A classic British roadster is the ultimate way of getting your thrills, and Triumph TR3 is one of the prime examples of this sort of car. Despite a cute appearance, the car is one of the more sophisticated sports cars of its era. With multiple racing victories in the 50s and 60s, these cars retain a steady fan base and are still raced in competitions around the world.
Introduced in 1955, the TR3 was an evolution of the previous Triumph TR2. It was a logical decision from the manufacturer, as the TR2 had proven itself both in racing and on public roads. TR3 shares the overall body shape and 1991 cc engine with its predecessor. The motor puts out a bit under 100 bhp in the newer car, it may not seem much these days, but the journalist from “Car and Driver” called the acceleration of the lightweight TR3 “neck-snapping”. In fact, at the time, TR3 was more powerful than the majority of its competitors, including cars like Porsche 356 or Sunbeam Alpine.
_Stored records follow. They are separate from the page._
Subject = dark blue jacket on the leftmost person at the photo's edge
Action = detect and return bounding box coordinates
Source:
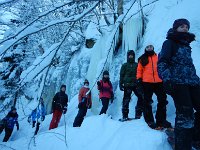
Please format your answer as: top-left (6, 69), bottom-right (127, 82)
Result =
top-left (3, 111), bottom-right (19, 129)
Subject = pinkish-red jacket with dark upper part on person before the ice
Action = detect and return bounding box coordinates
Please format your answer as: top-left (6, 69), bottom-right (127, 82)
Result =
top-left (97, 80), bottom-right (113, 99)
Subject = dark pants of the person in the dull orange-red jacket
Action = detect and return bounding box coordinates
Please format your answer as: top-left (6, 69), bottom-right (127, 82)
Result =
top-left (73, 106), bottom-right (87, 127)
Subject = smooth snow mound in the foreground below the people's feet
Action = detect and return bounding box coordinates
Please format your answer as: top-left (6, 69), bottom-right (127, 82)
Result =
top-left (1, 115), bottom-right (170, 150)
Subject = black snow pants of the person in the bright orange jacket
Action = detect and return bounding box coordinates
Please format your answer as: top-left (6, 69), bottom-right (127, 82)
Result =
top-left (143, 82), bottom-right (168, 124)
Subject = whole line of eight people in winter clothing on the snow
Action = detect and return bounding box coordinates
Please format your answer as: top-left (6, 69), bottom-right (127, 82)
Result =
top-left (0, 19), bottom-right (200, 150)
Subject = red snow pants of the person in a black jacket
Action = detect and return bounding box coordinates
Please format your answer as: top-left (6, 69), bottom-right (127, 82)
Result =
top-left (49, 110), bottom-right (62, 130)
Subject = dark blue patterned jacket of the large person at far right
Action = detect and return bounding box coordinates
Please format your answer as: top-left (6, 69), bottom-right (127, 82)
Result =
top-left (158, 31), bottom-right (200, 86)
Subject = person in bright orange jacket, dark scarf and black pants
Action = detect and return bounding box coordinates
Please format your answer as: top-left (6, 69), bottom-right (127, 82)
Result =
top-left (137, 45), bottom-right (171, 128)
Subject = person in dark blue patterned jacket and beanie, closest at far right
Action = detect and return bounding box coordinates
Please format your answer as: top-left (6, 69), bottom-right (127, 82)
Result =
top-left (158, 19), bottom-right (200, 150)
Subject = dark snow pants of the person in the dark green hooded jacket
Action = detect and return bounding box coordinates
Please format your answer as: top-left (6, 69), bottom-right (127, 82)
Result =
top-left (122, 87), bottom-right (143, 118)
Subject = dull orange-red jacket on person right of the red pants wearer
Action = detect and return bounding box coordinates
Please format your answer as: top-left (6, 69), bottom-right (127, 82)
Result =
top-left (78, 87), bottom-right (92, 106)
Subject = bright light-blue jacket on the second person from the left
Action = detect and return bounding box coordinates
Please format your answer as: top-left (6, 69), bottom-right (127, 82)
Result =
top-left (29, 105), bottom-right (46, 121)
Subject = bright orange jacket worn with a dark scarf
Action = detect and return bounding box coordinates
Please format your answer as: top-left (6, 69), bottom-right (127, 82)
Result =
top-left (137, 54), bottom-right (162, 83)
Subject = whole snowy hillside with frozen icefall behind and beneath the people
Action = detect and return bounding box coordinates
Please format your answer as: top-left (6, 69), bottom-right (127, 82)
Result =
top-left (0, 0), bottom-right (200, 150)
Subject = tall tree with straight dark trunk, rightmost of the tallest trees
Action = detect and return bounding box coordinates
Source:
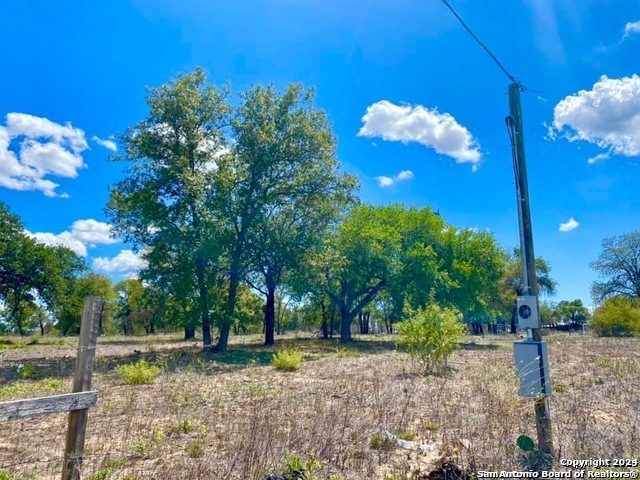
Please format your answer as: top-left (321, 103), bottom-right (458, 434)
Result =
top-left (235, 84), bottom-right (356, 345)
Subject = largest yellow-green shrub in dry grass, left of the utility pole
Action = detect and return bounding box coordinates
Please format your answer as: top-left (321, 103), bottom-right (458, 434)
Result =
top-left (397, 303), bottom-right (466, 373)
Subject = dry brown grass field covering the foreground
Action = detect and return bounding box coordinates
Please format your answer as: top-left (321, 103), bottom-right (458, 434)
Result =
top-left (0, 334), bottom-right (640, 480)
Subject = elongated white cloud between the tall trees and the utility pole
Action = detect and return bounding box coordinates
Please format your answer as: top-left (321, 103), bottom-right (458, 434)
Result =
top-left (358, 100), bottom-right (480, 166)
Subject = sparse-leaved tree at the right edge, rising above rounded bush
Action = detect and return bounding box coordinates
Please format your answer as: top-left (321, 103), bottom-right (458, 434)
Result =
top-left (591, 231), bottom-right (640, 302)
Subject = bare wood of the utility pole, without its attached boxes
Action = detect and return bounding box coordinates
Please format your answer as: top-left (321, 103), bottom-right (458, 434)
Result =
top-left (508, 82), bottom-right (553, 455)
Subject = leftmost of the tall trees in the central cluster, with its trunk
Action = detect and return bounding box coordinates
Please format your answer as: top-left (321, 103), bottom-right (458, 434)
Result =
top-left (106, 69), bottom-right (230, 348)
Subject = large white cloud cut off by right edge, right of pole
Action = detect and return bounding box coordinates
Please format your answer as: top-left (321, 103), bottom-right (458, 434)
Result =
top-left (553, 74), bottom-right (640, 160)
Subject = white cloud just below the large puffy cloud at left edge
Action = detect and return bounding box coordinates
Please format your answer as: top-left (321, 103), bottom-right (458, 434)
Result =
top-left (26, 218), bottom-right (117, 257)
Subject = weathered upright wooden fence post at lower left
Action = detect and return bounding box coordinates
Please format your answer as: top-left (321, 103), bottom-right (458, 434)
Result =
top-left (62, 297), bottom-right (104, 480)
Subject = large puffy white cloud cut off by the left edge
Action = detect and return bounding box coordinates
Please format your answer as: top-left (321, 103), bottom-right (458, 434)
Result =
top-left (0, 113), bottom-right (89, 198)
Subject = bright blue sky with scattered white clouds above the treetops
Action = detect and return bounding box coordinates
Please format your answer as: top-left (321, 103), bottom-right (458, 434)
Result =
top-left (0, 0), bottom-right (640, 304)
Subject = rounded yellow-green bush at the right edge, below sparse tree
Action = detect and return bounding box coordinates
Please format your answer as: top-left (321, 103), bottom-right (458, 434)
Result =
top-left (590, 297), bottom-right (640, 337)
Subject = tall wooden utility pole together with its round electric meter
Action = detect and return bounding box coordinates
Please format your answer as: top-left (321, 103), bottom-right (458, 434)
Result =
top-left (507, 82), bottom-right (553, 456)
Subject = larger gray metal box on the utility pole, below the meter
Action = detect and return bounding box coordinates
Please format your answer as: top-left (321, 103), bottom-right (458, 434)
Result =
top-left (513, 340), bottom-right (551, 397)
But the engine was not the only aspect where this tiny sports car excelled – the TR3 was the first production car to be fitted with disc brakes. After testing this innovation in 1955 24 Heures du Mans, Triumph introduced it to TR3 buyers in 1956. This cutting edge technology was available in a reasonably priced sports car. TR3 cost around USD 2,600 back in the day, which would be approximately USD 23,000 today. Pricing wise, think of it as Mazda MX-5 or Toyota GT86 of the yesteryear.
TR3 succeeded in achieving numerous racing victories in its class between 1955 and 1959. Most notable performances were winning Liège-Rome-Liège rallies in 1956 and 12 Hours of Sebring in 1957. The car has proven capable on both gravel and tarmac. With relatively low price and high production numbers, around 75,000 were built, they have always been a popular choice for a racing enthusiast. In fact, many TR3s are raced in vintage racing series these days as well.
TR3 is a roadster in its very essence – the car is meant to be driven on sunny days with the top down. While it does have a folding roof, it has no side windows. As a result, the driver has to fit curtain-like contraptions on the sides, which still let the elements in. While there are hardtops and solid side shields on offer, none of them ensure proper protection of the occupants. In exchange for these shortcomings, the car offers a stunning silhouette with the roof down – low slung doors and swooping lines make up an impressive profile of the car.
The model was updated twice during its lifespan, with TR3A, produced from 1957, and TR3B, which was only made in 1962, the last year for this car. Officially, all of the cars were called TR3. After the first face-lift the car featured an upgraded engine on the inside and bigger grille, along with some other changes, on the outside. TR3A was the most popular iteration of the car, with almost 58,000 of them produced. TR3B was made alongside its successor, Triumph TR4 which debuted in 1961, as the company worried the customers might not like the drastic changes that came with the new model and stop buying their cars. Externally, TR3B did not differ much from the previous car, but it offered an option of TR4-derived 2.2-liter engine.
There are plenty of TR3s to choose from, but one in good condition will set you back at least EUR 20,000. Pre-1957 cars are quite rare, thus their value is a tad higher, making the popular TR3A perhaps the most rational choice for an enthusiast.